We run the same query again and check if the index is being used:

```sql
EXPLAIN QUERY PLAN SELECT * FROM sales WHERE customer_name = 'Alice';
```

In [7]:
cursor.execute(f"EXPLAIN QUERY PLAN {query}")
cursor.fetchall()

[(3, 0, 62, 'SEARCH sales USING INDEX idx_customer_name (customer_name=?)')]

This confirms the index is being used! Let’s check the performance again:

```python
start = time.time()
cursor.execute(query)
results = cursor.fetchall()
end = time.time()
print(f"Query returned {len(results)} results in {end - start:.6f} seconds")
```

In [8]:
start = time.time()
cursor.execute(query)
results = cursor.fetchall()
end = time.time()
print(f"Query returned {len(results)} results in {end - start:.6f} seconds")

Query returned 193 results in 0.000567 seconds


✅ On larger datasets, this improvement would be much more noticeable.

### 🧩 5. Composite Index Example

Let’s now create a **composite index** for two columns: `game_title` and `sale_date`. This is useful when you filter by both columns.

```sql
CREATE INDEX idx_game_date ON sales(game_title, sale_date);
```

In [9]:
cursor.execute('CREATE INDEX idx_game_date ON sales(game_title, sale_date)')
conn.commit()

Now we run a query that benefits from this composite index:

```sql
EXPLAIN QUERY PLAN SELECT * FROM sales WHERE game_title = 'Catan' AND sale_date >= '2024-09-01';
```

In [10]:
query2 = "SELECT * FROM sales WHERE game_title = 'Catan' AND sale_date >= '2024-09-01'"
cursor.execute(f"EXPLAIN QUERY PLAN {query2}")
cursor.fetchall()

[(3,
  0,
  51,
  'SEARCH sales USING INDEX idx_game_date (game_title=? AND sale_date>?)')]

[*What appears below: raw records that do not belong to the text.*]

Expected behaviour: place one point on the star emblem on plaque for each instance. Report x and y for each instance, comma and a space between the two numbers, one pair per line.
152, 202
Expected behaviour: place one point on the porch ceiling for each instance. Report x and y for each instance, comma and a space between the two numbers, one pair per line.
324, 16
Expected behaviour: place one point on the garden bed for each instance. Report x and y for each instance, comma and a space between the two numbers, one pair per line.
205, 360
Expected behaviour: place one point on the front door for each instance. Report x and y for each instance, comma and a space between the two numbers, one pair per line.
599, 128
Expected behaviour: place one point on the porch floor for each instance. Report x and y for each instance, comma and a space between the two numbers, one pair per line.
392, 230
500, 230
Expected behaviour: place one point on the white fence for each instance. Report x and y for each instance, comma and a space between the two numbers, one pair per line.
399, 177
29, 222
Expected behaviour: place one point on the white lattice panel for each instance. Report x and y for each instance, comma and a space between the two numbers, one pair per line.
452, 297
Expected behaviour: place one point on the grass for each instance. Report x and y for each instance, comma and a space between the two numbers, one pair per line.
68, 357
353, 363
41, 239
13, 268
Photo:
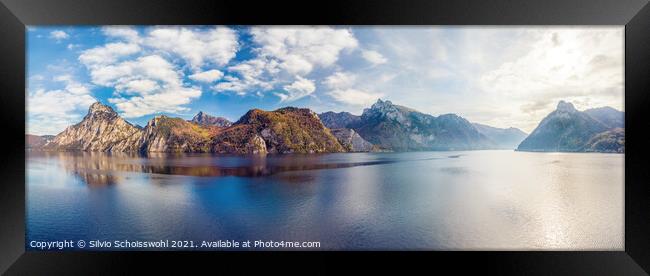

You should see that the index is helping narrow down rows using both conditions.

Let's run it.

In [11]:
cursor.execute(query2)
results = cursor.fetchall()
print(f"{len(results)} results found for 'Catan' sales since September 2024")

140 results found for 'Catan' sales since September 2024


### 🧹 6. Dropping Indexes

Just like you can create indexes, you can also drop them when no longer needed:

In [12]:
cursor.execute('DROP INDEX idx_customer_name')
cursor.execute('DROP INDEX idx_game_date')
conn.commit()

## 📌 Summary:

- ✅ Indexes help speed up SELECT queries that use WHERE, JOIN, or ORDER BY on indexed columns.
- 🚫 Indexes slow down write operations like INSERT, UPDATE, and DELETE.
- 🧠 Use EXPLAIN QUERY PLAN to check if indexes are actually being used.
- 🧩 Composite indexes cover multiple columns for combined filtering.
- 🧼 Remove unused indexes to save space and speed up writes.